ON PROPERTIES OF ASCORBATE PHOTOOXIDATION IN ISOLATED CHLOROPLASTS - EVIDENCE FOR 2 ATP SITES IN NONCYCLIC PHOTOPHOSPHORYLATION

Ascorbate photooxidation was studied in isolated spinach chloroplasts. The stoichiometry of the reaction is 1 μmole ascorbate oxidized per 1 μmole O2 taken up. The reaction is stimulated by the addition of an electron acceptor for light reaction I, like anthraquinone or methylviologen; it is inhibited by DCMU and other inhibitors of light reaction II and does not take place in light above 700 mμ. The rate of ascorbate photooxidation is controlled by the phosphorylating system, since it is stimulated by the addition of either the phosphorylating system or an uncoupler.

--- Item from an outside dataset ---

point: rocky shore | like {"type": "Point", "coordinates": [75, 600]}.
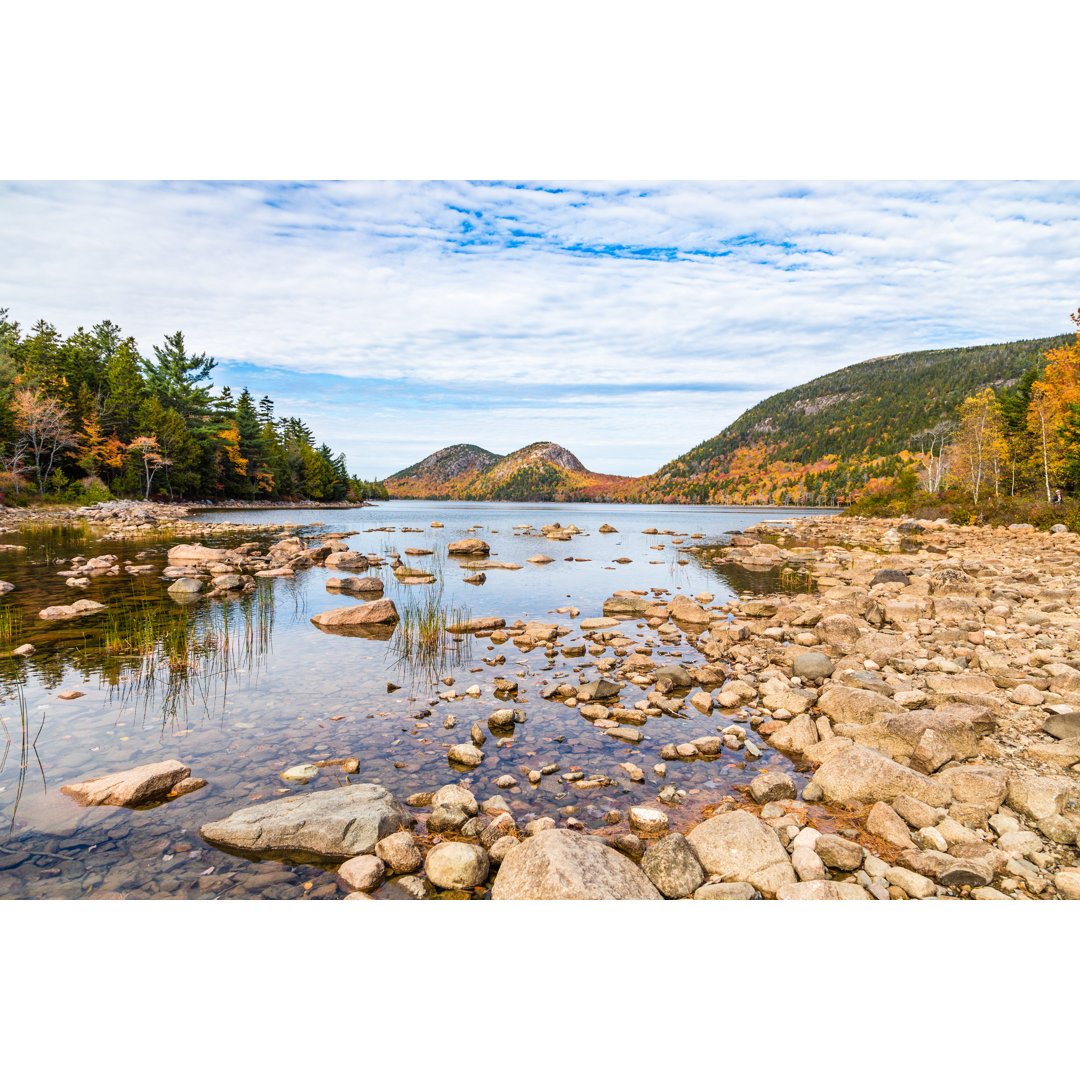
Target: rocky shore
{"type": "Point", "coordinates": [921, 679]}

Coupled ascorbate photooxidation is inhibited by DCCD, an inhibitor of ATP formation. Heated spinach chloroplasts, not able to evolve O2, still oxidize ascorbate coupled to ATP formation in a 3-(3′,4′-dichlorophenyl)-1,1-dimethylurea-sensitive reaction. It is concluded that ascorbate replaces water as electron donor for light reaction II and that both light reactions and the electron transport system between the two light reactions including one ATP site are participating in ascorbate photooxidation. The measured stoichiometry of ATP formation to ascorbate oxidation and O2 uptake is 0.5:1:1. By subtracting the basal rate of uncoupled electron flow in ascorbate photooxidation from the rate of coupled electron flow, the corrected stoichiometry of 1 mole ATP per 2 electrons transferred is obtained. By the same calculation 2 moles ATP are formed per 2 electrons transferred, if water is the electron donor in a Hill reaction. Therefore the results indicate that there may be an ATP site between water and pigment system II; this ATP site is not operating in ascorbate photooxidation. © 1969.